女は四か月前と同様、吹き上げてくる風に短い黒髪をばらけさせ、自分が整えた眼下の舞台を涼し気に見つめる。
だが、今回の目的を果たすためには、前回と比べ物にならない労力が必要。決して余裕面というわけではなく、むしろ、久しぶりに本気にさせられていた。
「大現形……」
すっと、軽く息を吸い、大気中の水霊に命じる。
「天柱囲―――」
× × ×
ふいに、砲弾が降ってくる時の音がしてきた。飛蓮は自分が放ったものと同じ大技が、目の前に再現されることを直感した。

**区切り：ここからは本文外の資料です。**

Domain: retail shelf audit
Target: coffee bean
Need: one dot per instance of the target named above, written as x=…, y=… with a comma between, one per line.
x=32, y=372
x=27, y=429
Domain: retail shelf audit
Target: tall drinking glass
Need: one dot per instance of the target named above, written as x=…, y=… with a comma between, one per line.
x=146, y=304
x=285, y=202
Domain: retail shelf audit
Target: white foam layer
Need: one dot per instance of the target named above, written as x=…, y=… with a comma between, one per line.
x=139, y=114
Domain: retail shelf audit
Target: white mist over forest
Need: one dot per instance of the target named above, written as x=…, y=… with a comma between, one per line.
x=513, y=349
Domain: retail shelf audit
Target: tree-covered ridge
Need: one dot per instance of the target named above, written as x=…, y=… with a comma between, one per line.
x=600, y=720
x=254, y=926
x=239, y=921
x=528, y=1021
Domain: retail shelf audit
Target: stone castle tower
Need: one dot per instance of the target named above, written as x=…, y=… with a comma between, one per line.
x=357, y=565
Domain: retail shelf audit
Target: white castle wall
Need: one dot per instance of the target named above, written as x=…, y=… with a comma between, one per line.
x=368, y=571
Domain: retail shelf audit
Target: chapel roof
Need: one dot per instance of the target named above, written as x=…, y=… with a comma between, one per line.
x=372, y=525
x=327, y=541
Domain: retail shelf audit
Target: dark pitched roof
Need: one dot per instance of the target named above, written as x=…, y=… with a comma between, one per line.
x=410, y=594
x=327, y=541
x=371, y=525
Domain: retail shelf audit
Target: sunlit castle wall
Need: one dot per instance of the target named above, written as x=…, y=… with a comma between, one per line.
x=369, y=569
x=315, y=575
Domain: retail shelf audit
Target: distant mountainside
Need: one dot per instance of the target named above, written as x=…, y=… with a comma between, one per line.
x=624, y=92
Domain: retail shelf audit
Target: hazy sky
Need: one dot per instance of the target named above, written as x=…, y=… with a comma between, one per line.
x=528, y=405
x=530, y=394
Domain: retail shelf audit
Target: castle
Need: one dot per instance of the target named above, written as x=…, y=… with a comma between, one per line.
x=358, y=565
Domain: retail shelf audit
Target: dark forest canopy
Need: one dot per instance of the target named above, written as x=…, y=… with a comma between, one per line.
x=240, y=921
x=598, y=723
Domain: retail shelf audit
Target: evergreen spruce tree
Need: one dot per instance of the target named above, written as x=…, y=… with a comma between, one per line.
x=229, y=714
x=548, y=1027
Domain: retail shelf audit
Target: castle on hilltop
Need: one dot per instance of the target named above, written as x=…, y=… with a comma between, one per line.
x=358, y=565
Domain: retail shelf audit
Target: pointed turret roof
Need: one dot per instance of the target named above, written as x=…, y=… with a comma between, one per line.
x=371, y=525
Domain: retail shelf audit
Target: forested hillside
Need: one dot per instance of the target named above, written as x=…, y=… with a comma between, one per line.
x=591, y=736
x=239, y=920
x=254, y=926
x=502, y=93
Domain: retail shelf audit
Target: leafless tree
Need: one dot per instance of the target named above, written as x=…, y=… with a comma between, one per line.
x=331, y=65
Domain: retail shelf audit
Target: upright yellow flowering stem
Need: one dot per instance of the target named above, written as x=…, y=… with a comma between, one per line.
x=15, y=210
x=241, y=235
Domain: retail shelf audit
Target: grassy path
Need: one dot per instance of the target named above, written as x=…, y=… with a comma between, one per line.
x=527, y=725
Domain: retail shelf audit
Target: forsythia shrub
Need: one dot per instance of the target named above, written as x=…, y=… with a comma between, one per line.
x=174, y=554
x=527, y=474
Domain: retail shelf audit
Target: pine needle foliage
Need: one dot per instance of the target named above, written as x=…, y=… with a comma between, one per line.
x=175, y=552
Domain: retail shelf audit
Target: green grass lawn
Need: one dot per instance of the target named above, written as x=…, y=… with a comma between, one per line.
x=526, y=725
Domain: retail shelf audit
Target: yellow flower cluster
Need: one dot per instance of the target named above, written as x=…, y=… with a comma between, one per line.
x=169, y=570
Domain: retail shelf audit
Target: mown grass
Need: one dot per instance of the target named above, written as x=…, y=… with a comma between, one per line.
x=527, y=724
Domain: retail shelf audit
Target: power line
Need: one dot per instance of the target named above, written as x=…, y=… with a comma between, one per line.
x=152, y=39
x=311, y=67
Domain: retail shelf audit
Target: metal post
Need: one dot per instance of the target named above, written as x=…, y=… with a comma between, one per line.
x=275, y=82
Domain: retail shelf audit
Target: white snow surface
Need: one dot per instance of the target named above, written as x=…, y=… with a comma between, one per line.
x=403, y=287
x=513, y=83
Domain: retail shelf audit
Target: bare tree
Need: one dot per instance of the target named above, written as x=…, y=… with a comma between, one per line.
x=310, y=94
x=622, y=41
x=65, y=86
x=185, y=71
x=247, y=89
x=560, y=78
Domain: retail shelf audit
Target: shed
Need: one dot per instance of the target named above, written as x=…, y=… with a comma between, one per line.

だが、巨大蛞茄蝓をさらに包囲するためではない。再び矢の雨の如く降ってきた氷の杭が、すでに突き刺さって檻を成していたそれと次々に衝突し、無残なほど打ち砕いていく。
濛々と上がる土煙が高さを増す。
「なっ……!」
地上で避難誘導を急いでいた礼寧と燦寿は、爆撃を思わせるその轟音と地響きに目を剥いた。
ふいに、一つが軌道を外され、飛蓮たちがいる山肌を粉砕する。
目の前ですさまじい崩落が起きた。
「そんな…蓮哥哥さんッ! 雅委…っ!!」
容赦のない冷酷な一撃。
礼寧から悲鳴染みた声が上がる。
梨琥も愕然としたが、すぐに荒々しく舌打ちして、自分たちの最大限の力をもって立ち向かわなければ、押し負ける状況であることを理解した。舐めるなよ。来るだろうとは思っていた。――左蓮…ッ!!
渾身の産霊を練り上げて、梨琥は叫ぶ。
「――疾ッ、磐剣大連山……ッ!!」
轟々と地割れを起こしながら、竹槍の鋭さを持つ巨石群が隆起し、城壁の前を疾風の如く駆け抜けた。